1. Reliability Layer

  • Sequence numbers for packet identification
  • Acknowledgments for delivery confirmation
  • Timeouts for loss detection
  • Retransmission for error recovery

2. Ordering Layer

  • Buffering for out-of-order packets
  • Sequence number tracking
  • In-order delivery guarantees

3. Flow Control Layer

  • Window-based transmission control
  • Buffer monitoring
  • Backpressure mechanisms

4. Congestion Control Layer

  • Network state detection
  • Adaptive transmission rates
  • Fairness mechanisms

5. Connection Management Layer

  • State machines for connection lifecycle
  • Parameter negotiation
  • Synchronization protocols

Example: Custom Reliable Protocol

When building your own reliable protocol, you can combine these layers as needed:

  • Basic Reliability: Just add sequence numbers and acknowledgments
  • Ordered Delivery: Add buffering and in-order processing
  • Flow Control: Add window management and buffer monitoring
  • Congestion Control: Add adaptive transmission rates
  • Connection Management: Add state machines and parameter negotiation

Design Principles

1. Layered Design

Build complex systems by layering simple, focused components. Each layer solves one specific problem.

2. State Management

Maintain clear state machines for connection lifecycle and protocol behavior.

3. Adaptive Behavior

Design systems that can adapt to changing conditions (network congestion, receiver capacity).

4. Error Recovery

Always plan for failure. Implement mechanisms to detect and recover from errors.

5. Performance Optimization

Balance reliability with performance.
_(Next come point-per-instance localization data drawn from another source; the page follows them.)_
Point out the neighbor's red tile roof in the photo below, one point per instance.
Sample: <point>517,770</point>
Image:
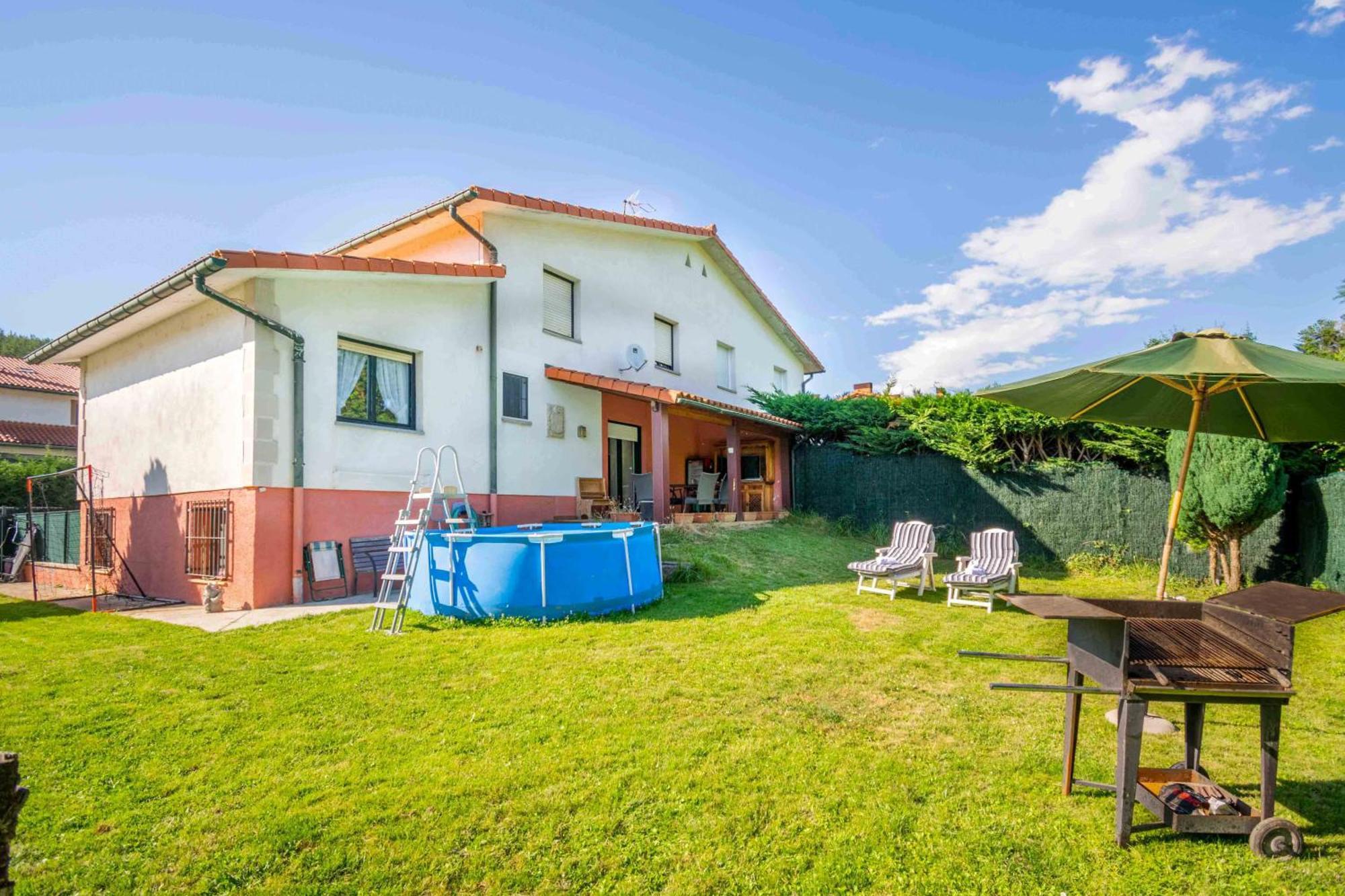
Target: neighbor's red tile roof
<point>18,432</point>
<point>17,373</point>
<point>321,261</point>
<point>657,393</point>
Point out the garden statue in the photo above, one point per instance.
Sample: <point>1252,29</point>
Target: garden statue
<point>11,801</point>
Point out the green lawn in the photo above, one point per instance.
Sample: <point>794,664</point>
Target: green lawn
<point>763,729</point>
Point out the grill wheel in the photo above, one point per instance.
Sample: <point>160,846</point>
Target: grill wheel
<point>1277,838</point>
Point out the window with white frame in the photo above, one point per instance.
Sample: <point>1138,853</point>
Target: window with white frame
<point>558,304</point>
<point>514,404</point>
<point>376,385</point>
<point>665,343</point>
<point>724,374</point>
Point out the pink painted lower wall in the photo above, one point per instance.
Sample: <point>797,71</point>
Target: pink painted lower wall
<point>263,559</point>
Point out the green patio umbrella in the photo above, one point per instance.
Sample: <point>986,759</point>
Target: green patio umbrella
<point>1204,381</point>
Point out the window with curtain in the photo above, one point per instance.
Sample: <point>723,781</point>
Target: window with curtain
<point>558,304</point>
<point>724,376</point>
<point>516,396</point>
<point>664,348</point>
<point>376,385</point>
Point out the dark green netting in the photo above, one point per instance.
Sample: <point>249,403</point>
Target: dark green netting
<point>1056,513</point>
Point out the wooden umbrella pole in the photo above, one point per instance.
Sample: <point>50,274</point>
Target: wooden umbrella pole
<point>1196,407</point>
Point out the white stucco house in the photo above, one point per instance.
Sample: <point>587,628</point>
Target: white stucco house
<point>38,408</point>
<point>289,393</point>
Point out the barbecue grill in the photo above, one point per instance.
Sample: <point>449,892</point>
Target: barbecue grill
<point>1233,649</point>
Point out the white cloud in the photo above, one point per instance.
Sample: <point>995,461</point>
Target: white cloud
<point>1140,216</point>
<point>1323,18</point>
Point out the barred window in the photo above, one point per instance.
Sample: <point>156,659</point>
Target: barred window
<point>208,538</point>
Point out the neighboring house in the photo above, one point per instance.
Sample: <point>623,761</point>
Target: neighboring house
<point>38,408</point>
<point>493,322</point>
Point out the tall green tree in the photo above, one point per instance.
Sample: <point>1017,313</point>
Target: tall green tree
<point>1327,335</point>
<point>14,345</point>
<point>1234,486</point>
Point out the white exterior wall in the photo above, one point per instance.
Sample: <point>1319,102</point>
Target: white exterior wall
<point>163,408</point>
<point>36,407</point>
<point>623,282</point>
<point>443,322</point>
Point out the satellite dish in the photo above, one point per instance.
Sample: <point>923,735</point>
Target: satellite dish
<point>636,358</point>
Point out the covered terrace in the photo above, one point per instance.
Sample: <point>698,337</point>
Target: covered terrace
<point>676,435</point>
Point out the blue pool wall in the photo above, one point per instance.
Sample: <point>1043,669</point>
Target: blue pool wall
<point>498,571</point>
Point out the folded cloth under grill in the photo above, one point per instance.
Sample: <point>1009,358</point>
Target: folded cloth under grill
<point>1183,799</point>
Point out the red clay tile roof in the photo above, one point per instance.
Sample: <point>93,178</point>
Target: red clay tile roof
<point>658,393</point>
<point>584,212</point>
<point>307,261</point>
<point>17,373</point>
<point>18,432</point>
<point>521,201</point>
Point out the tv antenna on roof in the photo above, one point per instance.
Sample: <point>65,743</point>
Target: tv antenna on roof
<point>633,205</point>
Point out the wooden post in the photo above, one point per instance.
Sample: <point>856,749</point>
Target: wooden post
<point>735,471</point>
<point>11,801</point>
<point>1270,755</point>
<point>783,473</point>
<point>1130,728</point>
<point>660,459</point>
<point>1195,733</point>
<point>1196,407</point>
<point>1073,705</point>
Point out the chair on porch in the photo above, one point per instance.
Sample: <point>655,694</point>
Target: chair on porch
<point>705,486</point>
<point>642,486</point>
<point>722,494</point>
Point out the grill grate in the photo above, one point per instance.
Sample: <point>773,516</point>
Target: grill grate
<point>1186,642</point>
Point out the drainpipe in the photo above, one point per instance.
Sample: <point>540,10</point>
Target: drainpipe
<point>200,282</point>
<point>493,362</point>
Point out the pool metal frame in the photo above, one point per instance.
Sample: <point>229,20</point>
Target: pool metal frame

Use techniques like sliding windows and congestion control.

6. Fairness

Consider the impact of your protocol on other users of the shared resource (network).

TCP demonstrates how to build a robust, reliable system by systematically addressing the limitations of a simple foundation. The same principles can be applied to any system design problem where you need to build reliability on top of unreliable components.

Questions

Q: What is the main problem that TCP solves over UDP?

TCP solves the reliability problem over UDP. It provides guaranteed delivery, ordered delivery, and error recovery mechanisms that UDP lacks.

Q: What is the purpose of the three-way handshake in TCP?

The three-way handshake establishes a reliable connection and allows both sides to agree on initial parameters like sequence numbers before data transfer begins.

Q: What is the purpose of sequence numbers in TCP?

Sequence numbers track packet order and detect missing packets. They enable TCP to provide ordered delivery and retransmit lost packets.

Q: What is flow control in TCP?

Flow control prevents the sender from overwhelming the receiver by allowing the receiver to control the sender's transmission rate through window size advertisements.

Q: What is congestion control in TCP?

Congestion control prevents network overload by adapting transmission rates based on network conditions. It uses algorithms like slow start and congestion avoidance.

Q: What is the sliding window protocol used for?

The sliding window protocol implements flow control and allows multiple unacknowledged packets to be in flight, improving throughput while preventing receiver overload.

Q: What is the key insight from TCP's design?

The key insight from TCP's design is that you can build sophisticated, reliable protocols on top of simple, unreliable foundations by systematically addressing limitations.

Q: What is the purpose of acknowledgments in TCP?

Acknowledgments confirm that packets have been received and enable TCP to retransmit lost packets when acknowledgments are not received within a timeout period.